Слушать "романы", которые тискали на нарах интеллигенты (пересказывали книги или фильмы; фильмы были по моей части) – этого Никола не любил, не мог сосредоточиться. Его мозг – думаю, не совсем здоровый – был занят какими-то своими мыслями. Пока остальные по-детски увлеченно слушали, Сибиряк расхаживал по проходу, обхватив плечи руками, и тихонько напевал:
... Ту-ру, ту-ру, ту-руту... полный зал,
Волчицею безжалостной опасной,
Я помню, прокурор ее назвал.
Хотела жить счастливо и богато,
Скачки лепить, мадеру, водку пить -
Но суд сказал, что ваша карта бита
И проигрыш придется уплатить.
Скачки лепить – заниматься квартирными кражами. Всех слов песни Никола, по-моему, не знал; не знаю и я. А мотив был "Зачем тебя я, миленький узнала".
Там на Красной Пресне, я впервые услышал знаменитую "Централку" – или "Таганку", кому как нравится. Ее очень трогательно пели на верхних нарах:
Цыганка с картами, дорога дальняя,
Дорога дальняя, казенный дом:
Быть может, старая тюрьма центральная
Меня, несчастного, по новой ждет.
Централка! Те ночи полные огня...
Централка, зачем сгубила ты меня?
Централка, я твой бессменный арестант,
Пропали молодость, талант в стенах твоих!
Отлично знаю я и без гадания:
Решетки толстые нам суждены.
Опять по пятницам пойдут свидания
И слезы горькие моей жены. Припев, и потом:
Прощай, любимая, живи случайностью,
Иди проторенной своей тропой,
И пусть останется навеки тайною,
Что и у нас была любовь с тобой...******)
За свои десять лет в лагерях я слышал много песен – плохих и хороших. Не слышал ни разу только "Мурки", которую знаю с детства; воры ее за свою не считали – это, говорили, песня московских хулиганов.

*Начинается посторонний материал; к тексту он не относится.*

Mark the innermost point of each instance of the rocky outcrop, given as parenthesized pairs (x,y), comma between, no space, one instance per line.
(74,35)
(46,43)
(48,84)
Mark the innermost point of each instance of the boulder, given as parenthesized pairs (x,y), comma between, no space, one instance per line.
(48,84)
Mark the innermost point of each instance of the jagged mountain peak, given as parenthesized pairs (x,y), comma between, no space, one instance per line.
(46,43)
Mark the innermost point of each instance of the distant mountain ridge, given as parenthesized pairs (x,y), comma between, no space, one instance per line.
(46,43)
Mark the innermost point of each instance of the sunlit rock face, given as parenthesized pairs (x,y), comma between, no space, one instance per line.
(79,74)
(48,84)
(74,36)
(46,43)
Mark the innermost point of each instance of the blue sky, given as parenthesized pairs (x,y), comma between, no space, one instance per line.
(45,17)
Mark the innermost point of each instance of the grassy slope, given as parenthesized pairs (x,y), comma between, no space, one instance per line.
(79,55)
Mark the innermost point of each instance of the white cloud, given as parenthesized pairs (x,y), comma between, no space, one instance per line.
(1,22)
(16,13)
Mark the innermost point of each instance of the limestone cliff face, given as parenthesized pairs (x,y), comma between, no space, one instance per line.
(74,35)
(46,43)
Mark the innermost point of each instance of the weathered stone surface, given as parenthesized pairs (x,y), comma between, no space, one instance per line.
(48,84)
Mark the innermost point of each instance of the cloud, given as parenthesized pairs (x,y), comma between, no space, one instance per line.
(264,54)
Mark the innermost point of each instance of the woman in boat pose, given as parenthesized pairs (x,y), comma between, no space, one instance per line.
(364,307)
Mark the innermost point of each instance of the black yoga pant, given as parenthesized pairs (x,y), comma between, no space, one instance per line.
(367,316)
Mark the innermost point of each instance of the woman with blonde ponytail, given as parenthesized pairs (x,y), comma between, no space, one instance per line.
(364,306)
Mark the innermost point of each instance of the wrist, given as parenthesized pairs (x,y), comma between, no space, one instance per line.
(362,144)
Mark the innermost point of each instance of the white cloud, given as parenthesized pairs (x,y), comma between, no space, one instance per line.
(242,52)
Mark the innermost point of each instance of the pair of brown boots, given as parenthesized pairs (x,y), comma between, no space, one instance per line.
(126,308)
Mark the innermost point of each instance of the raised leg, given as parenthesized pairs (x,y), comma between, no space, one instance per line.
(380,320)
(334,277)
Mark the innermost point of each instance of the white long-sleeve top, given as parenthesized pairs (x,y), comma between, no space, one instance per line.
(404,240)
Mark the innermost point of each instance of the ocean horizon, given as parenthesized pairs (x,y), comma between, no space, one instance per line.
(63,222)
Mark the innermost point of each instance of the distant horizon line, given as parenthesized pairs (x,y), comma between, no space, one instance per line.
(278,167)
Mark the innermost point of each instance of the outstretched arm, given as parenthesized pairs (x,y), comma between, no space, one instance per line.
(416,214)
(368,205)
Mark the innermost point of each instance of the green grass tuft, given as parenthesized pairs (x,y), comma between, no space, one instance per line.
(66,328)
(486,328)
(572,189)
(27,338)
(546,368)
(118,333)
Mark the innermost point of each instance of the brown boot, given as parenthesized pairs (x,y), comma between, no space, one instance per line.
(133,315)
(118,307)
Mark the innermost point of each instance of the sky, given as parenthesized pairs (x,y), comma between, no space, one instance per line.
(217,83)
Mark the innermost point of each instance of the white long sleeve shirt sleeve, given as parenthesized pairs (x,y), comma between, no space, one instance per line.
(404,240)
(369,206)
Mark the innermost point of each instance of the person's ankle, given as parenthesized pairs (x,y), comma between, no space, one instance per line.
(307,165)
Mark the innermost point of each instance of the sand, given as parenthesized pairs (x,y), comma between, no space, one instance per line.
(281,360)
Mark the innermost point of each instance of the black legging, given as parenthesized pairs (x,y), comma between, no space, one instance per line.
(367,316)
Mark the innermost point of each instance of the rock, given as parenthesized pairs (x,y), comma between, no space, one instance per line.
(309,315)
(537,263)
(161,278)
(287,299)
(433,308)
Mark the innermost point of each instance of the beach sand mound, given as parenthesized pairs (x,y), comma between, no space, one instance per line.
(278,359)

*****) Дух, душок – по-блатному отвага, сила характера.
******) У Сергея Довлатова, в "Зоне", зеки поют:
Цыганка с картами, глаза упрямые,
Монисто древнее и нитка бус...
Хотел судьбу пытать бубновой дамою,
Да снова выпал мне пиковый туз.
Зачем же ты, судьба, моя несчастная,
Опять ведешь меня дорогой слез?
Колючка ржавая, решетка частая,
Вагон столыпинский и шум колес.
Этих двух красивых куплетов я нигде не слышал. Подозреваю, что придумал их сам Довлатов. Что ж, честь ему и слава – и не только за это.
Вообще же у лагерных песен очень много вариантов – и мелодий, и слов. На три разных мотива поют "Течет речка да по песочку"; а в тексте известного всем "Ванинского порта" есть такое разночтение:
вариант А) Я знаю, меня ты не ждешь
И писем моих не читаешь,
Встречать ты меня не придешь,
А если придешь, не узнаешь.
вариант Б) Я знаю, меня ты не ждешь.
Под гулкие своды вокзала
Встречать ты меня не придешь -
Мне сердце об этом сказало.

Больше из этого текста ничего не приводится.